I worked for RA way back when at The Towers Suite  and John Peel Room and Mama Leones. and La Fonda Del Sol. They were ahead of ther time. President was Irv Wexler and VP was his son in law Mr. Brody.  Ex corp chef at that time was Al Stockley Best Chef they had was Phil Panzarinno who went on to teach at city college. Great company in their day.


----------



## boar_d_laze (Feb 13, 2008)

Other than, "eat less, drink water, be happier," where's the philosophy?  Call me a snob, but somehow I just don't see Kreuz and Kant in the same imperative category. 

BDL


----------



## mustaroad (May 15, 2010)

The philosophical truths behind food, the cooking of, and of cooking_ for_ was deeply engrained in my decision to be a cook. However the theological / philosophical / & general research knowlege from when I was in my late teens and early twenties is now behind a dense fog of practical experience and social engaguements. I plan to keep rolling until it peaks through again.

I love the fact that there_ is_ established philosophys of food but may not be able to revisit the subject except in my dreams, retirement, or untimely demise. Oh, there will also be those smokey rooms late in the night in San Fran to recall who we are and why.

Bon Appetit My Friends!


----------



## dcarch (Jun 28, 2010)

"-----

Come on! Satisfaction from food comes entirely from the taste of food. Nothing else.---"
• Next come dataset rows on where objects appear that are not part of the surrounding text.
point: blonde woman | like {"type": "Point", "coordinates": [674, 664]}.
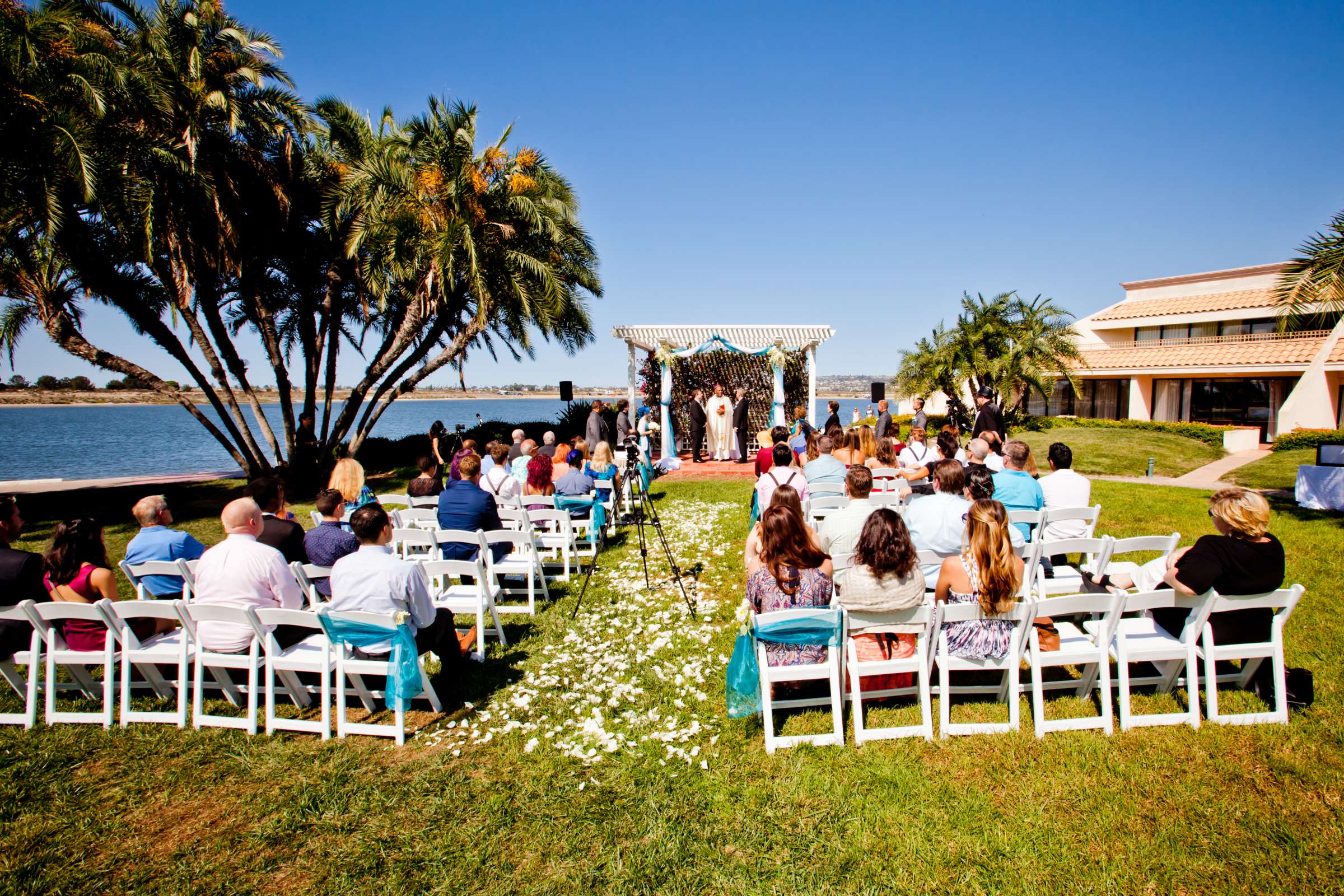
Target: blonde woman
{"type": "Point", "coordinates": [987, 573]}
{"type": "Point", "coordinates": [348, 479]}
{"type": "Point", "coordinates": [1244, 558]}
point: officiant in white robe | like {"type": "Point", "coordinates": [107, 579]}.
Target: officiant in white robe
{"type": "Point", "coordinates": [720, 413]}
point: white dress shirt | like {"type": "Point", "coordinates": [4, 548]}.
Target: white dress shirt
{"type": "Point", "coordinates": [375, 581]}
{"type": "Point", "coordinates": [841, 530]}
{"type": "Point", "coordinates": [1066, 489]}
{"type": "Point", "coordinates": [242, 573]}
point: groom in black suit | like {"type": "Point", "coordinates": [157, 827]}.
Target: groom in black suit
{"type": "Point", "coordinates": [696, 410]}
{"type": "Point", "coordinates": [740, 423]}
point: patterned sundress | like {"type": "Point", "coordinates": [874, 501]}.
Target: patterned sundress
{"type": "Point", "coordinates": [767, 595]}
{"type": "Point", "coordinates": [976, 638]}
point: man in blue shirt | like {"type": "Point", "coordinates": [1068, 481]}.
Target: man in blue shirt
{"type": "Point", "coordinates": [156, 542]}
{"type": "Point", "coordinates": [1014, 488]}
{"type": "Point", "coordinates": [464, 504]}
{"type": "Point", "coordinates": [328, 543]}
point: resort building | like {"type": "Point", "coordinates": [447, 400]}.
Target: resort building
{"type": "Point", "coordinates": [1206, 348]}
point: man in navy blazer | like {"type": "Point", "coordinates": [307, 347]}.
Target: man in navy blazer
{"type": "Point", "coordinates": [464, 504]}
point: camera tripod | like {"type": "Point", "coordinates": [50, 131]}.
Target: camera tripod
{"type": "Point", "coordinates": [644, 514]}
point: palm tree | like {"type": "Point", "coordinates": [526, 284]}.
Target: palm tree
{"type": "Point", "coordinates": [1312, 285]}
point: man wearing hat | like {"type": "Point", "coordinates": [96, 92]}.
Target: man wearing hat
{"type": "Point", "coordinates": [988, 419]}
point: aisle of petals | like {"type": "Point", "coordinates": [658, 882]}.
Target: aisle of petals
{"type": "Point", "coordinates": [633, 672]}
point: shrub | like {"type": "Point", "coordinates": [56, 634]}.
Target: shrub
{"type": "Point", "coordinates": [1307, 438]}
{"type": "Point", "coordinates": [1200, 432]}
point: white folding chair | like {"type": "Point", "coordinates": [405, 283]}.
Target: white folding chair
{"type": "Point", "coordinates": [1164, 544]}
{"type": "Point", "coordinates": [221, 664]}
{"type": "Point", "coordinates": [1141, 640]}
{"type": "Point", "coordinates": [416, 519]}
{"type": "Point", "coordinates": [187, 570]}
{"type": "Point", "coordinates": [307, 577]}
{"type": "Point", "coordinates": [475, 600]}
{"type": "Point", "coordinates": [354, 668]}
{"type": "Point", "coordinates": [525, 559]}
{"type": "Point", "coordinates": [136, 573]}
{"type": "Point", "coordinates": [312, 655]}
{"type": "Point", "coordinates": [1252, 655]}
{"type": "Point", "coordinates": [1077, 648]}
{"type": "Point", "coordinates": [925, 615]}
{"type": "Point", "coordinates": [1070, 580]}
{"type": "Point", "coordinates": [165, 649]}
{"type": "Point", "coordinates": [77, 661]}
{"type": "Point", "coordinates": [414, 544]}
{"type": "Point", "coordinates": [554, 534]}
{"type": "Point", "coordinates": [1019, 615]}
{"type": "Point", "coordinates": [31, 660]}
{"type": "Point", "coordinates": [827, 669]}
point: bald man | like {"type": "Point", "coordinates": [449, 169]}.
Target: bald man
{"type": "Point", "coordinates": [244, 573]}
{"type": "Point", "coordinates": [158, 542]}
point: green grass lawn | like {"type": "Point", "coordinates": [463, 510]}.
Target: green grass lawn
{"type": "Point", "coordinates": [1278, 470]}
{"type": "Point", "coordinates": [1123, 452]}
{"type": "Point", "coordinates": [494, 799]}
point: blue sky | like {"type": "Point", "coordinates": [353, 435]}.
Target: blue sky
{"type": "Point", "coordinates": [858, 166]}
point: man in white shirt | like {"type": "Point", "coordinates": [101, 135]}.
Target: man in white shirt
{"type": "Point", "coordinates": [499, 481]}
{"type": "Point", "coordinates": [242, 573]}
{"type": "Point", "coordinates": [842, 528]}
{"type": "Point", "coordinates": [780, 474]}
{"type": "Point", "coordinates": [937, 521]}
{"type": "Point", "coordinates": [375, 581]}
{"type": "Point", "coordinates": [825, 469]}
{"type": "Point", "coordinates": [1065, 489]}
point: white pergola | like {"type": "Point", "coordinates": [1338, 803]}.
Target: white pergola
{"type": "Point", "coordinates": [749, 338]}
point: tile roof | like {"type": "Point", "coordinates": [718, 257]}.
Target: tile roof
{"type": "Point", "coordinates": [1231, 354]}
{"type": "Point", "coordinates": [1188, 305]}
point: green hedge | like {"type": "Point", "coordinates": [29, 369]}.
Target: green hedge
{"type": "Point", "coordinates": [1307, 438]}
{"type": "Point", "coordinates": [1201, 432]}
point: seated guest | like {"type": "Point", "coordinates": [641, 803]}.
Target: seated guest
{"type": "Point", "coordinates": [156, 542]}
{"type": "Point", "coordinates": [518, 466]}
{"type": "Point", "coordinates": [885, 578]}
{"type": "Point", "coordinates": [284, 535]}
{"type": "Point", "coordinates": [77, 571]}
{"type": "Point", "coordinates": [1244, 558]}
{"type": "Point", "coordinates": [839, 531]}
{"type": "Point", "coordinates": [937, 521]}
{"type": "Point", "coordinates": [825, 469]}
{"type": "Point", "coordinates": [790, 573]}
{"type": "Point", "coordinates": [428, 484]}
{"type": "Point", "coordinates": [780, 474]}
{"type": "Point", "coordinates": [501, 481]}
{"type": "Point", "coordinates": [548, 445]}
{"type": "Point", "coordinates": [986, 573]}
{"type": "Point", "coordinates": [373, 580]}
{"type": "Point", "coordinates": [348, 479]}
{"type": "Point", "coordinates": [1065, 489]}
{"type": "Point", "coordinates": [21, 578]}
{"type": "Point", "coordinates": [979, 454]}
{"type": "Point", "coordinates": [785, 497]}
{"type": "Point", "coordinates": [1014, 487]}
{"type": "Point", "coordinates": [538, 480]}
{"type": "Point", "coordinates": [576, 483]}
{"type": "Point", "coordinates": [468, 448]}
{"type": "Point", "coordinates": [765, 457]}
{"type": "Point", "coordinates": [330, 542]}
{"type": "Point", "coordinates": [244, 573]}
{"type": "Point", "coordinates": [464, 506]}
{"type": "Point", "coordinates": [980, 487]}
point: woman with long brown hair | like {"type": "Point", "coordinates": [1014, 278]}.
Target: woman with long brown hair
{"type": "Point", "coordinates": [987, 573]}
{"type": "Point", "coordinates": [885, 578]}
{"type": "Point", "coordinates": [790, 573]}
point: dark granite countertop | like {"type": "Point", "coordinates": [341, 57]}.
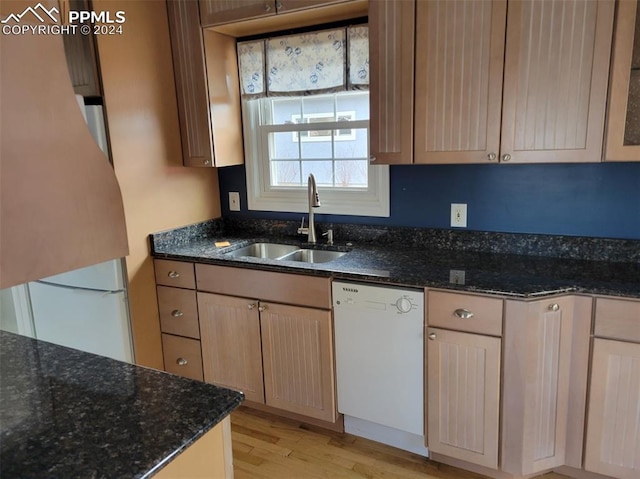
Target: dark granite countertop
{"type": "Point", "coordinates": [429, 264]}
{"type": "Point", "coordinates": [70, 414]}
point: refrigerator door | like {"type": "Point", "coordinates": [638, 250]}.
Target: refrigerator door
{"type": "Point", "coordinates": [91, 321]}
{"type": "Point", "coordinates": [103, 276]}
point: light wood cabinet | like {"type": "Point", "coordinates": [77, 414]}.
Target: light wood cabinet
{"type": "Point", "coordinates": [217, 12]}
{"type": "Point", "coordinates": [459, 62]}
{"type": "Point", "coordinates": [391, 46]}
{"type": "Point", "coordinates": [207, 89]}
{"type": "Point", "coordinates": [463, 376]}
{"type": "Point", "coordinates": [297, 346]}
{"type": "Point", "coordinates": [182, 356]}
{"type": "Point", "coordinates": [623, 117]}
{"type": "Point", "coordinates": [549, 108]}
{"type": "Point", "coordinates": [546, 350]}
{"type": "Point", "coordinates": [613, 425]}
{"type": "Point", "coordinates": [232, 353]}
{"type": "Point", "coordinates": [463, 390]}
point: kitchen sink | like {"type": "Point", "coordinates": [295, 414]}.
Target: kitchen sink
{"type": "Point", "coordinates": [264, 250]}
{"type": "Point", "coordinates": [312, 256]}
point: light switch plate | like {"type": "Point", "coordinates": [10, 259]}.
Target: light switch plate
{"type": "Point", "coordinates": [459, 215]}
{"type": "Point", "coordinates": [234, 201]}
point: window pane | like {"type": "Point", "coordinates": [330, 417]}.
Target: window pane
{"type": "Point", "coordinates": [316, 144]}
{"type": "Point", "coordinates": [351, 173]}
{"type": "Point", "coordinates": [285, 173]}
{"type": "Point", "coordinates": [351, 143]}
{"type": "Point", "coordinates": [284, 146]}
{"type": "Point", "coordinates": [322, 170]}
That is scientifically wrong.

Satisfaction comes from satiating hunger.

When you are hungry, everything tastes good.

dcarch


----------



## chefedb (Apr 3, 2010)

I worked for Rest associates back in the 60s. They were way ahead of their time with their concepts. The Forum, La Fonda del sol,Towers Suite Leones, etc. They sold you atmosphere and ambiance as well as good cuisine. Experimental chef was Al Stockley, Pres was I. Wechsler. Chief officer  j. Brody (his son in law). 

    The worlds fair food was a disaster overpriced and junk. Guys came over just to try and establish citizenship.Some stayed most went home. $ seasons was good operated later on  by Paul Kovi and Tom M. when it even got better.
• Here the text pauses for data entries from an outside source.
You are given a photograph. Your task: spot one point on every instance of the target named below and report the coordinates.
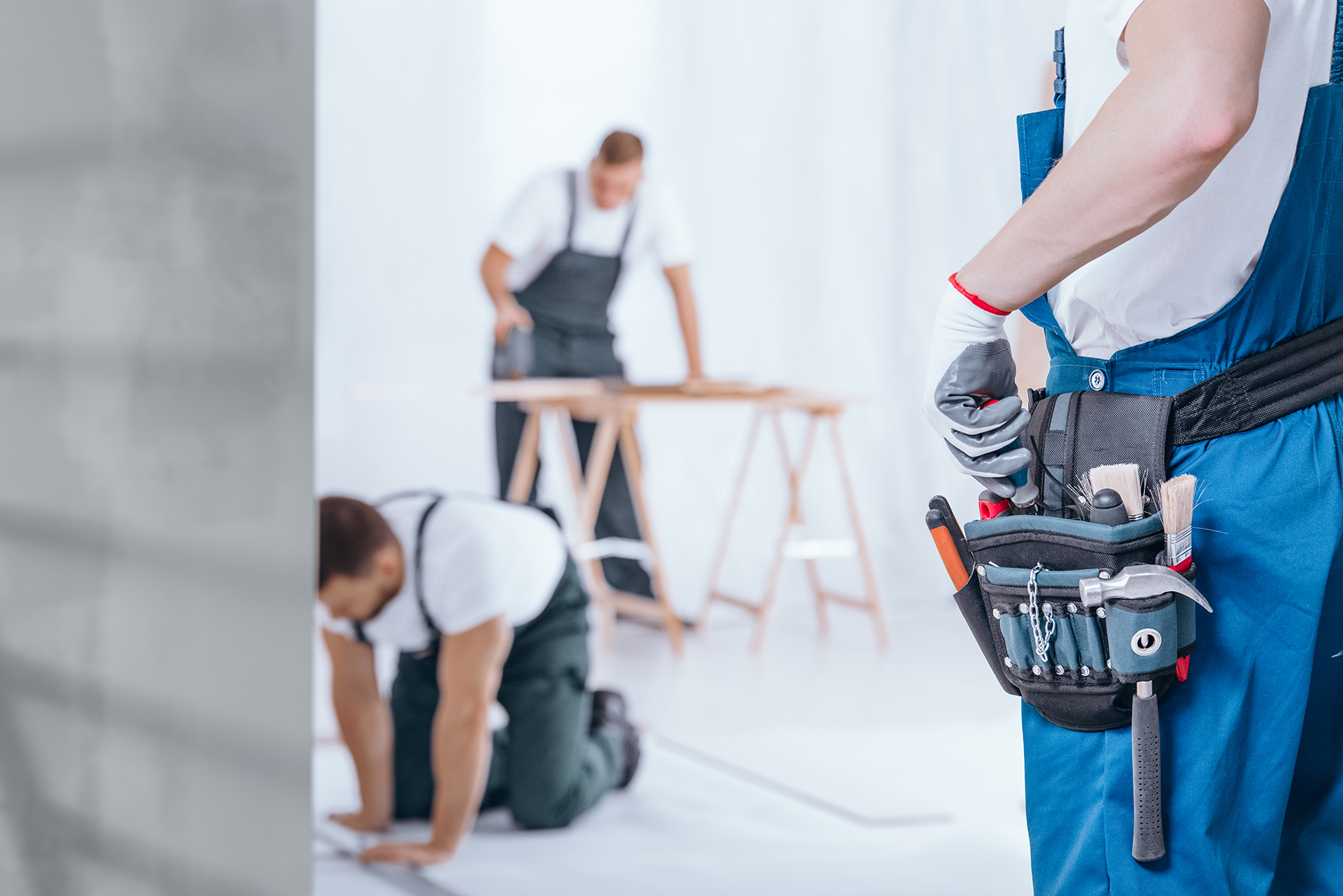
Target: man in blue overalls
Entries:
(552, 268)
(1194, 219)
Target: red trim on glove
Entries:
(974, 299)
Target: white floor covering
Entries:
(820, 766)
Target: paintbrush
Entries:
(1178, 520)
(1124, 480)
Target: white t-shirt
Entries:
(1193, 262)
(535, 226)
(481, 559)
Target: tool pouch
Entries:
(1077, 665)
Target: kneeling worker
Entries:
(484, 602)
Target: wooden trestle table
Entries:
(614, 405)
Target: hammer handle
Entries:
(1148, 835)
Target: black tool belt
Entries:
(1077, 665)
(1143, 429)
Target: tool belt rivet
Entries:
(1146, 642)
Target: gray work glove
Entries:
(970, 391)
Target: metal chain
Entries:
(1040, 639)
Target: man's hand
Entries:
(970, 391)
(362, 821)
(402, 853)
(509, 314)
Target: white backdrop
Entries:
(835, 160)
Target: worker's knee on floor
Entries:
(540, 814)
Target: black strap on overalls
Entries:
(573, 292)
(571, 179)
(419, 563)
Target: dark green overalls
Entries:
(573, 338)
(547, 767)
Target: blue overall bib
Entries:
(1252, 743)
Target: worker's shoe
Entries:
(612, 716)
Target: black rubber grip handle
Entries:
(1148, 835)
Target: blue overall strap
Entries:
(1336, 69)
(1060, 70)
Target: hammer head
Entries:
(1138, 581)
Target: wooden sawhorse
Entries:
(821, 412)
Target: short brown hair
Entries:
(350, 532)
(621, 147)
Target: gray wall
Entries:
(156, 516)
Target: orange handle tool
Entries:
(947, 549)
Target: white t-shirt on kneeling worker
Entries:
(535, 226)
(481, 559)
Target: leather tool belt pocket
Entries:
(1076, 664)
(1079, 664)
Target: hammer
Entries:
(1136, 582)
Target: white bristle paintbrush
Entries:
(1124, 480)
(1178, 520)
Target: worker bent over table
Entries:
(552, 268)
(484, 602)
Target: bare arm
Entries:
(678, 277)
(365, 725)
(508, 312)
(469, 669)
(1190, 96)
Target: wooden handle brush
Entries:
(1178, 522)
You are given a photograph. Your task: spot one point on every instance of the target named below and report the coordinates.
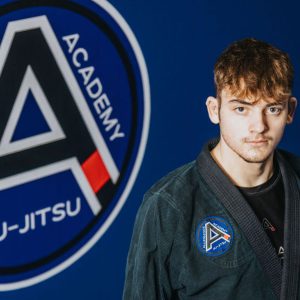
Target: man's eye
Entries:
(240, 109)
(274, 110)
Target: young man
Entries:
(227, 226)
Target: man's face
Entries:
(250, 129)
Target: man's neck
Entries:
(241, 172)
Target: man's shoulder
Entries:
(292, 159)
(177, 185)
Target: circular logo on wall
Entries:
(74, 119)
(214, 236)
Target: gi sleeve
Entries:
(148, 264)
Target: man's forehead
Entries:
(228, 95)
But best of all Was A.Soltners Lutece No one could top it for over 10 years.Delmonico's sign still remainson building to this day downtown in Manhattan. All of this before celebrity chefs existed.


----------



## boar_d_laze (Feb 13, 2008)

This thread is confusing me. I don't see much I recognize as philosophy except implied reactions to epicureanism and/or stoicism in several of the posts; but the philosophical thoughts are never made explicit. I certainly have no idea of what Ed or foodchef are getting at, and Mustaroad is just a tease.

Philosopheroffood is the exception in that she is specific about her references; and if that's not philosophy at least it's something. Her blog/website is darn good and worth reading.

Just as an offhand and obvious remark, the best veins of philosophy to mine for thoughts about food are aesthetics and ethics.

Food is more than merely about sustenance and/or self gratification; or at least it should be.

My first inclination is to approach the subject from a phenomenological perspective more than anything else. Please, no _Being On Time_ references. Seriously. Throw in some Rogers/Maslow if you like as well.

Food preparation (comes before consumption) is about a lot of things, not just about self, it is -- or at least can be -- is also about love of others. Similarly, it can and should be an existential act. Learning and preparing food well is equally an exercise in creating a phenomenological artifact and an act of self-actualization and authenticity.

Consuming food can also be an act of sharing, and therefore of love -- with all of love's ramifications. If I take you to your favorite restaurant for your birthday, is that sustenance or self gratification? For most human beings, mother's milk was among our very first experiences with love and food remains powerfully evocative. Fail to understand and make use of that and your life is poorer.

For more on the interrelationship between food and love, read philosopheroffood's adventures with Noah.

BDL


----------



## mustaroad (May 15, 2010)

To Feed = The providance of nourishment to the famished..

The better the restoratives --> The better the party.


----------